/cdn.vox-cdn.com/uploads/chorus_image/image/51957269/512500876.0.jpeg)
The Orioles finally have their new pitching coach and bullpen coach in the fold. A pair of former Orioles players who were teammates on the 1996 squad will be taking up the posts. The new pitching coach is Roger McDowell, who had been serving as Atlanta’s pitching coach since 2006. The bullpen coach is Alan Mills, most recently the O’s pitching coach at Double-A Bowie.
It all works out in a circle-of-life kind of way. McDowell replaces Dave Wallace, who came from the Braves and has gone back to the Braves. Indeed, the O’s seem to have a fascination, spanning many managers and general managers, with Braves pitching instructors, given that we all once spent time getting excited over the hire of Leo Mazzone back in the Sam Perlozzo days.
Will McDowell be a good pitching coach and a good replacement for Wallace? Pitching coaches almost all always say the right things when they’re hired and it’s only years later that the bad stories come out, as we also recently experienced with former Oriole Jake Arrieta kind of piling on former Orioles pitching coach Rick Adair.

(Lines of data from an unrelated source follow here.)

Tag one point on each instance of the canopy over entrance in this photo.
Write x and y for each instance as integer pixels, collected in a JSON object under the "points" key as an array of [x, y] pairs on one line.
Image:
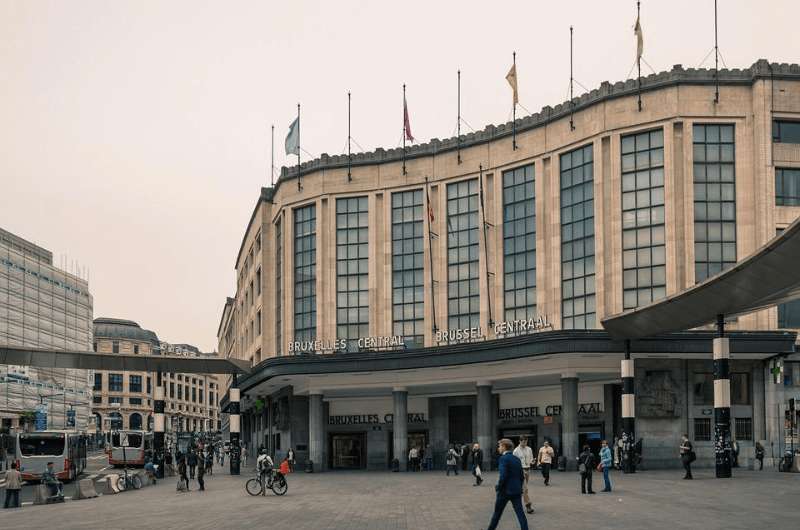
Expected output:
{"points": [[86, 360], [769, 276]]}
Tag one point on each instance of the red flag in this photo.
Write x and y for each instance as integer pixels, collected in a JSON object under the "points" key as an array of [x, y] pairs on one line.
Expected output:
{"points": [[406, 122]]}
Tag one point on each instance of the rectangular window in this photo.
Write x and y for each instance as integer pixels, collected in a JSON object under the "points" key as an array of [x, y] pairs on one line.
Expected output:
{"points": [[743, 428], [305, 273], [463, 292], [135, 383], [714, 200], [787, 186], [352, 268], [702, 429], [279, 286], [577, 239], [740, 389], [787, 132], [519, 243], [408, 267], [644, 276], [115, 382]]}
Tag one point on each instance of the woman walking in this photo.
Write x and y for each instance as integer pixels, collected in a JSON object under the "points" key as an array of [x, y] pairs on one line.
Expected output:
{"points": [[687, 456], [606, 460], [585, 465]]}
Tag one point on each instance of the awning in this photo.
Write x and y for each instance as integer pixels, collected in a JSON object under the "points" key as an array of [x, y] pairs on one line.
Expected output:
{"points": [[767, 277], [87, 360]]}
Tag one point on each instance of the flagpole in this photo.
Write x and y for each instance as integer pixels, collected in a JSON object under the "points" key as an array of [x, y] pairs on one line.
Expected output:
{"points": [[571, 123], [272, 159], [514, 111], [349, 156], [639, 61], [430, 256], [458, 130], [485, 245], [716, 56], [299, 185], [404, 128]]}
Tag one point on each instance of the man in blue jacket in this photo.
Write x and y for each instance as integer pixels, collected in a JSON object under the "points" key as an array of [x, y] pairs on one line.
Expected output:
{"points": [[509, 485]]}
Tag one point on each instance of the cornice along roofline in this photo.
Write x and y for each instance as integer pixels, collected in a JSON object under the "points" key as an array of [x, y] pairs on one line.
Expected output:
{"points": [[678, 75]]}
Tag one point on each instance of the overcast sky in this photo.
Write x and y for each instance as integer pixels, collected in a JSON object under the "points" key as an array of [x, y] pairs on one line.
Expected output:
{"points": [[134, 136]]}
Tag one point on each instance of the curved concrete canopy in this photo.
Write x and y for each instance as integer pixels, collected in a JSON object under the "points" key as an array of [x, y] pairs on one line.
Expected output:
{"points": [[769, 276], [85, 360]]}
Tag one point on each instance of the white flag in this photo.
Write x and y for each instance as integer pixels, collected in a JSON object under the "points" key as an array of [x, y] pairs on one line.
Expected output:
{"points": [[293, 138], [639, 39]]}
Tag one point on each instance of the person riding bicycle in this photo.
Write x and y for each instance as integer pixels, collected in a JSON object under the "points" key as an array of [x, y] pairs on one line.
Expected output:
{"points": [[50, 480], [264, 464]]}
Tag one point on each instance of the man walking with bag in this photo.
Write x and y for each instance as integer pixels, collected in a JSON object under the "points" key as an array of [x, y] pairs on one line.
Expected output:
{"points": [[525, 455], [509, 485], [477, 462], [546, 455]]}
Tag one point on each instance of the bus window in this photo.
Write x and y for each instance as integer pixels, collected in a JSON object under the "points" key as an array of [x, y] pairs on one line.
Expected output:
{"points": [[38, 445]]}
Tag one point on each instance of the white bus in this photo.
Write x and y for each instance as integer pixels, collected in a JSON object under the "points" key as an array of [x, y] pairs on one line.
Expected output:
{"points": [[65, 449], [130, 448]]}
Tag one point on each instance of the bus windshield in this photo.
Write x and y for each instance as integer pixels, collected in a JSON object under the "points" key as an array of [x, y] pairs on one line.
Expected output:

In the press release announcing the hire, the Orioles include the tidbit that in the 11 seasons where McDowell was the Braves pitching coach, Atlanta ranked fourth among MLB clubs with a 3.88 ERA. The relief corps ERA particularly was a 3.58, good for second-best in MLB.
Whether those numbers are meaningful and to what extent McDowell deserves credit for them is another story, of course, but it’s at least one encouraging sign. And it’s not like McDowell was working with the trio of Hall of Famers as in the days of Mazzone. When the Braves had pitching success in McDowell’s tenure, it was not with a bunch of guys who were probably going to be good no matter what.
McDowell doesn’t have an easy task awaiting him here. The Orioles have to hope that McDowell can stay out of the way of Chris Tillman while finding another gear for Kevin Gausman and Dylan Bundy, with McDowell also polishing two of the three of Ubaldo Jimenez, Wade Miley, and Yovani Gallardo into acceptable rotation options.
With the state of the pitching in the O’s farm system, hiring one of the people responsible for that pitching development to be the bullpen coach is not, on its face, the most exciting thing possible.
You may be excited by the name Mills because you remember the time he punched Darryl Strawberry right in the face during the infamous Orioles-Yankees brawl of 1998, right after Strawberry himself had sucker punched Armando Benitez. Few among us will ever have such a fine moment in the entirety of our lives, let alone have it be recorded and preserved on video with hundreds of thousands of views on YouTube.
Not that this has anything to do with whether Mills will be a good MLB bullpen coach, of course. He might. Mills was a reliever for almost the entirety of a 12-year MLB career, so he’ll certainly have the credibility to address the players.
What’s more, since he has been a pitching coach in the O’s system for five years and at Bowie for the past two years, Mills already has a relationship with a couple of the O’s relievers of the present and future, like Mychal Givens and Donnie Hart, who were successful under Mills at Bowie and eventually earned promotions to the big league level right from Double-A.
If you don’t want to be depressed, it’s definitely a better idea to think of Givens and Hart rather than look up how the Bowie starting rotation performed in the most recent season. Which might not have been Mills’ fault anyway; if the Orioles assign pitchers who aren’t meant to be starters and stick them in the Bowie rotation, that’s not on the pitching coach if they don’t pitch well.
Maybe it will all work out. In the case of the 2016 O’s rotation, it’ll be hard to be worse. Good luck to the new coaches in their new roles.